Platform Documentation¶
Introduction¶
platform-doc ingests official platform documentation (for example Snowflake, StarRocks, Polaris) into a dedicated vector store, so the agent can verify platform-specific SQL syntax and features before generating queries.
The end-to-end pipeline is:
Storage Scope¶
- Namespace-independent: documents are stored per platform and shared across namespaces.
- Default location:
~/.datus/data/document/<platform>/. - Selection key: the
platformargument decides which document store is queried.
Build the Documentation Store¶
Platform docs are initialized with the dedicated platform-doc command (separate from bootstrap-kb).
Command Syntax¶
datus-agent platform-doc \
--platform <platform_name> \
--source <source> \
--source-type <github|website|local> \
--update-strategy <check|overwrite> \
[options]
Parameters¶
| Parameter | Default | Description |
|---|---|---|
--platform |
default |
Platform name used as the storage key (recommended). |
--source |
- | GitHub repo owner/repo, website URL, or local path.
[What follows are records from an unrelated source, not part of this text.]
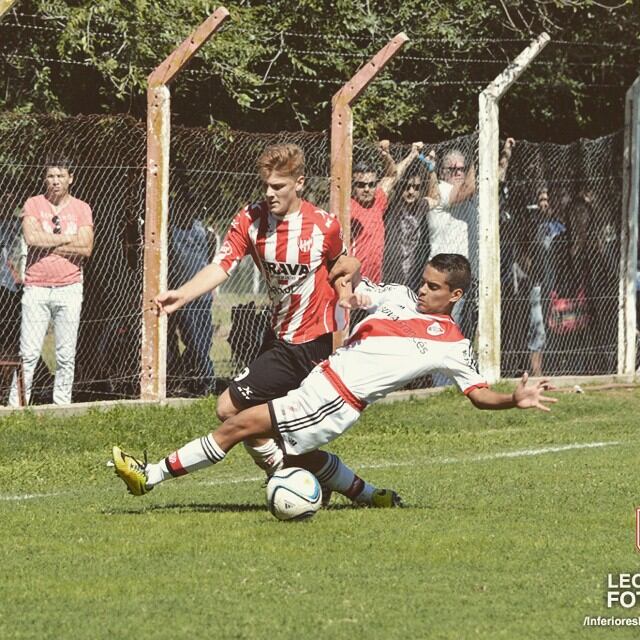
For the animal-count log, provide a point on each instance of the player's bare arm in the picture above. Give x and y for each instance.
(356, 301)
(80, 244)
(204, 281)
(36, 236)
(523, 397)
Required unless configured in agent.yml. |
--source-type |
local |
Source type: github, website, or local. |
--version |
auto | Document version label. If omitted, Datus tries to detect the latest version. |
--github-ref |
default branch | Git ref (branch or tag) for GitHub sources. |
--paths |
docs README.md |
Paths to fetch for GitHub sources only. |
--include-patterns |
- | Include patterns (glob for local, regex for website). |
--exclude-patterns |
- | Exclude patterns (glob for local, regex for website). |
--chunk-size |
1024 |
Target chunk size in characters (see details below). |
--max-depth |
2 |
Maximum crawl depth for website sources. |
--pool-size |
4 |
Worker threads for processing. |
--update-strategy |
check |
check (status-only) or overwrite (rebuild). |
--chunk-size Details¶
--chunk-size is a soft limit: to preserve semantic integrity, individual paragraphs and code blocks may exceed the target size (up to a hard maximum of 2048 characters). Chunks smaller than 256 characters are automatically merged with their neighbors.
- Default: 1024 characters
- Recommended range: 512–2048
- Tuning: larger values produce fewer, coarser chunks; smaller values produce more, finer-grained chunks
Supported File Types¶
- local / github:
.md,.markdown,.html,.htm,.rst,.txt
Examples¶
1) GitHub (default branch)
Tip
Set GITHUB_TOKEN environment variable or configure github_token in agent.yml to avoid GitHub API rate limiting.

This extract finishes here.